Der kambodschanische König hatte währenddessen fünf Töchter groß gezogen. Die Jüngste, Neang Pou, war die schönste unter ihnen. Eines Tages packten die Mädels ihre Badeanzüge ein und machten sich auf zu einem Ausflug in die Umgebung. Sie landeten just an dem See, in dessen Nähe Preah Ko und Preah Keo sich eine Hütte gebaut hatten. Durch die Zweige eines Busches beobachtete Preah Keo das Treiben der fünf Schönheiten und verliebte sich unsterblich in Neang Pou. Dann blickte er an sich herab und stellte fest, dass er offensichtlich für ein Rendez-vous nicht standesgemäß gekleidet war. "Was soll ich bloß machen?" Aber auch hier wusste Preah Ko Rat und spuckte für seinen Bruder ein wunderbares Gewand aus purer Seide aus, das ihm das Aussehen eines Prinzen verlieh. So konnte er sich den jungen Damen zeigen, die sofort Gefallen an ihm fanden. Sie neckten ihn und überredeten ihn zu einem Spiel. Sollte er gewinnen, so könne er sich von ihnen wünschen, was er begehre, so versprachen sie ihm. Und natürlich gewann er, und natürlich suchte er sich Neang Pou als seinen Preis aus. Die anderen Schwestern, die er damit zurückgewiesen hatte, rannten verärgert zu ihrem Vater und erzählten ihm, dass Neang Pou sich ganz unprinzessinnengemäß im Wald mit einem Fremden vergnügen würde. Daraufhin verstieß der König seine jüngste Tochter. Die fand das nicht weiter tragisch, denn inzwischen bereitete Preah Keo ihre Hochzeit vor. Preah Ko tat sein Bestes und würgte einen wunderbaren Palast hervor, in dem die drei einträchtig miteinander lebten.
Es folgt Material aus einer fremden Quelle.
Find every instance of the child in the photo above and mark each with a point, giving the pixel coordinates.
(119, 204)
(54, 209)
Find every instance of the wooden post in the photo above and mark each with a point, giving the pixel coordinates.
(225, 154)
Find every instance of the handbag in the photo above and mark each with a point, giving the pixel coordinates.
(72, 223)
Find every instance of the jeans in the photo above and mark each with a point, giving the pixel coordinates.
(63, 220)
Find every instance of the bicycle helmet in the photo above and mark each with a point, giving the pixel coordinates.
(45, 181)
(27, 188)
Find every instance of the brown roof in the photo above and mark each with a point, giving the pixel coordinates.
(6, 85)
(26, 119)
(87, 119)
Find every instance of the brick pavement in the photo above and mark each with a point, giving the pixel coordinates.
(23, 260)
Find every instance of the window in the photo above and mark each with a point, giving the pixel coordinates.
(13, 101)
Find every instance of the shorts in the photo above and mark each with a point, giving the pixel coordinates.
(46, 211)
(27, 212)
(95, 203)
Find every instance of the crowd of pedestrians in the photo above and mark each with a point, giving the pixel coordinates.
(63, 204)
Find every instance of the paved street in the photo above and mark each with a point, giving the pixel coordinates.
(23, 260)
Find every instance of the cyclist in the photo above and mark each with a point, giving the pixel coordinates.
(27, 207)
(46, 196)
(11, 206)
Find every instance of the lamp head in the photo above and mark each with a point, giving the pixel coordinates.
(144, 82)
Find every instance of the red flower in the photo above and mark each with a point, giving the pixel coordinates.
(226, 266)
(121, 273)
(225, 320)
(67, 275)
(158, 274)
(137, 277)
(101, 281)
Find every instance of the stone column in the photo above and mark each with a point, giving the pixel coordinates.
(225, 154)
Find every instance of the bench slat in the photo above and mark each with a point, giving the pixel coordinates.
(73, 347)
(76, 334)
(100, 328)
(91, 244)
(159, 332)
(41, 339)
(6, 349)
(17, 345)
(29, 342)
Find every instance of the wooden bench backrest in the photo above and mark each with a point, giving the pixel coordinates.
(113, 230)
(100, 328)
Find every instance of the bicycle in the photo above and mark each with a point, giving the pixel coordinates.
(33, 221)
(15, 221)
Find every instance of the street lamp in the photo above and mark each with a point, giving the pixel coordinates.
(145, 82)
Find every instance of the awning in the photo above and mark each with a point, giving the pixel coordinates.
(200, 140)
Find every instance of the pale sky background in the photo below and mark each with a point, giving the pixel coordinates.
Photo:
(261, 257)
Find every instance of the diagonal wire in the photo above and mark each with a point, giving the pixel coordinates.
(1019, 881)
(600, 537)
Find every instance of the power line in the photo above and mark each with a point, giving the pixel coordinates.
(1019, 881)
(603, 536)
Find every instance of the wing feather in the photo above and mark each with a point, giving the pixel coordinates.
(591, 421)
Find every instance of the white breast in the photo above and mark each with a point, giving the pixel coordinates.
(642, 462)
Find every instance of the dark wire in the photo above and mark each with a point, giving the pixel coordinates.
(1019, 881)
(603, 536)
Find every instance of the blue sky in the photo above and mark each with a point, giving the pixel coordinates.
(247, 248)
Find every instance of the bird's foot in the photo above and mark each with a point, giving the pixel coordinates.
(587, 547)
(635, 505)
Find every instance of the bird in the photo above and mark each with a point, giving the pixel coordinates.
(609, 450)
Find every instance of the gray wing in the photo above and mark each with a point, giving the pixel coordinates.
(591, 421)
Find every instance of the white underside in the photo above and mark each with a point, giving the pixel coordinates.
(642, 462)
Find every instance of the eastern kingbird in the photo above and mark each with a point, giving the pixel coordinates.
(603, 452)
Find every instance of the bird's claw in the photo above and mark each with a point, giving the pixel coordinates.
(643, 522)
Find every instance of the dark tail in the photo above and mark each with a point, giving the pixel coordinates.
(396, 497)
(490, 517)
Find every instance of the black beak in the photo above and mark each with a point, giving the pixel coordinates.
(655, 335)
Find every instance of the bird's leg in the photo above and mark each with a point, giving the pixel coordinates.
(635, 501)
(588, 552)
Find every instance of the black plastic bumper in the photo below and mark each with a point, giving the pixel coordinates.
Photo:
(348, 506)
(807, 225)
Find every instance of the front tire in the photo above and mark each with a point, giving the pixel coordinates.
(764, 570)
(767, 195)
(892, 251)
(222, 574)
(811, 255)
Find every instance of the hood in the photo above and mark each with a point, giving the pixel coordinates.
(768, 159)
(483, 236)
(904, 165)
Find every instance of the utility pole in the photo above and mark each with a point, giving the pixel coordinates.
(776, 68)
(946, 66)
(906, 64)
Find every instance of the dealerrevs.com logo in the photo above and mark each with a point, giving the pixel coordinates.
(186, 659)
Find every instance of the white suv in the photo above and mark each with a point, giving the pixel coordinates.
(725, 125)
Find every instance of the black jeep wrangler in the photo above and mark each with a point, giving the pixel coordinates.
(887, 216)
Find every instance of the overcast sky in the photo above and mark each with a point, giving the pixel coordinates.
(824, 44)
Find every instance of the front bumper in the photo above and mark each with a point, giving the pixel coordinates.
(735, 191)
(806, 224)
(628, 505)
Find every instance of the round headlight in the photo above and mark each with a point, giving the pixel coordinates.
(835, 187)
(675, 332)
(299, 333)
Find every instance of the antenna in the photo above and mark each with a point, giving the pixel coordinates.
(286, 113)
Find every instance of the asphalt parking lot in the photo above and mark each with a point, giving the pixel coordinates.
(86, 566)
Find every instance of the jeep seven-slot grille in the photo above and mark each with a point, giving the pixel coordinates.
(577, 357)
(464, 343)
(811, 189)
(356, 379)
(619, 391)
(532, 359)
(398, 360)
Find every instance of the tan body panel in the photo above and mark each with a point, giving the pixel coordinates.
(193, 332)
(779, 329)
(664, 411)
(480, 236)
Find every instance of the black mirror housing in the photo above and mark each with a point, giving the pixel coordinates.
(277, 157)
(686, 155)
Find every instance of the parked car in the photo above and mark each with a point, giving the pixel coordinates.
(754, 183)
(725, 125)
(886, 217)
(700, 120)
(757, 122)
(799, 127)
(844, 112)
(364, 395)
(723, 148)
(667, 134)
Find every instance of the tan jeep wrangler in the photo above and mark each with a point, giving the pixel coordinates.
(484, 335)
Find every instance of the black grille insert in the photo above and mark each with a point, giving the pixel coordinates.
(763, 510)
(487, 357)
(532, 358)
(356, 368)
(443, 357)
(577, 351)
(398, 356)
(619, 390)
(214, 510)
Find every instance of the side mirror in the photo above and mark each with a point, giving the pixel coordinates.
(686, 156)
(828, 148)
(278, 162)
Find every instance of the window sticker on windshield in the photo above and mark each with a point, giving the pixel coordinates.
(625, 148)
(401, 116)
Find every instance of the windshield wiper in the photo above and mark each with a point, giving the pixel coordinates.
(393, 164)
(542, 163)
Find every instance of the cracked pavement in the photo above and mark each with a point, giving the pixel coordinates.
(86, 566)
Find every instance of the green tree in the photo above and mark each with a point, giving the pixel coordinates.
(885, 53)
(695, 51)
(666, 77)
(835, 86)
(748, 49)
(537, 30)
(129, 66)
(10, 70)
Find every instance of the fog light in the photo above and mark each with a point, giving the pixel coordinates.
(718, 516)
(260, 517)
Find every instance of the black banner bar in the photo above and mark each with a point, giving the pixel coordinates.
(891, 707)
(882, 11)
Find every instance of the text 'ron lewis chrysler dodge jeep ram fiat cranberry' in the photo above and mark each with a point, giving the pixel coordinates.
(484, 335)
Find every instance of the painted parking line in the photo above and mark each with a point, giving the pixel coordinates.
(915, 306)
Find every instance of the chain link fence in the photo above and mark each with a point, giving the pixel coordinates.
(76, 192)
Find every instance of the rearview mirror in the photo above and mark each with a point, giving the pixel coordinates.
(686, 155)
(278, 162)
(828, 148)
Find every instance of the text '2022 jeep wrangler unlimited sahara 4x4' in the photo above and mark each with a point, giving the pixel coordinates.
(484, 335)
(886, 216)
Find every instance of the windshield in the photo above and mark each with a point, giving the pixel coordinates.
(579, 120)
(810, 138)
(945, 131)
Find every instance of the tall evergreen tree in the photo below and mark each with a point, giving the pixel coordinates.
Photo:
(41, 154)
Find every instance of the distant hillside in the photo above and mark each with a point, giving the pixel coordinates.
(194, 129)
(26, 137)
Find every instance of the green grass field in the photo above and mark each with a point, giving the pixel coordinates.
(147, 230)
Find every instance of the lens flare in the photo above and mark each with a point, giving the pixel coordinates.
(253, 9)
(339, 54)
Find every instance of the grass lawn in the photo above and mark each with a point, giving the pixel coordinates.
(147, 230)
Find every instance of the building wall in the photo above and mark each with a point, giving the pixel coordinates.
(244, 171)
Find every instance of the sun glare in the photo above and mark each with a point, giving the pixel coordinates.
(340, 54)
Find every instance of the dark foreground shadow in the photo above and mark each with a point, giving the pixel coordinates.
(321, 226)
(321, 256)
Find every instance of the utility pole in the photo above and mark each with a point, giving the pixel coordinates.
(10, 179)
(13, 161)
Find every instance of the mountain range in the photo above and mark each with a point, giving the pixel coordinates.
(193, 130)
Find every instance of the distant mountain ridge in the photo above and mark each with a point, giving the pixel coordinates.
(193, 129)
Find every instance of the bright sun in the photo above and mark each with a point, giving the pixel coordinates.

Inzwischen hatte der kambodschanische König eine schwierige Staatskrise zu bewältigen. Der thailändische König, sein Rivale, hatte ihn zu einem Hahnenkampf herausgefordert: Sein Lieblingshahn sollte gegen einen kambodschanischen Hahn kämpfen. Dem Sieger sollte das Königreich des anderen gehören. Der kambodschanische König bekam Kopfschmerzen, denn er wusste um die Stärke der thailändischen Hähne. Aber da entsann er sich, dass seine jüngste Tochter nicht nur die schönste, sondern auch die klügste seiner Mädchen war. Er ließ sie suchen und bat um ihre Hilfe. Ihr Ehemann wusste Rat: Preah Ko, das Rind, verwandelte sich in einen Hahn und besiegte den thailändischen Gegner. In einem nächsten Kampf verwandelte er sich in einem Elefanten und besiegte den thailändischen Kriegselefanten. Als der thailändische König um einen dritten, letzten Kampf zwischen Stieren bat, erkannte Preah Ko, dass er diesen Kampf nicht gewinnen konnte - er musste fliehen.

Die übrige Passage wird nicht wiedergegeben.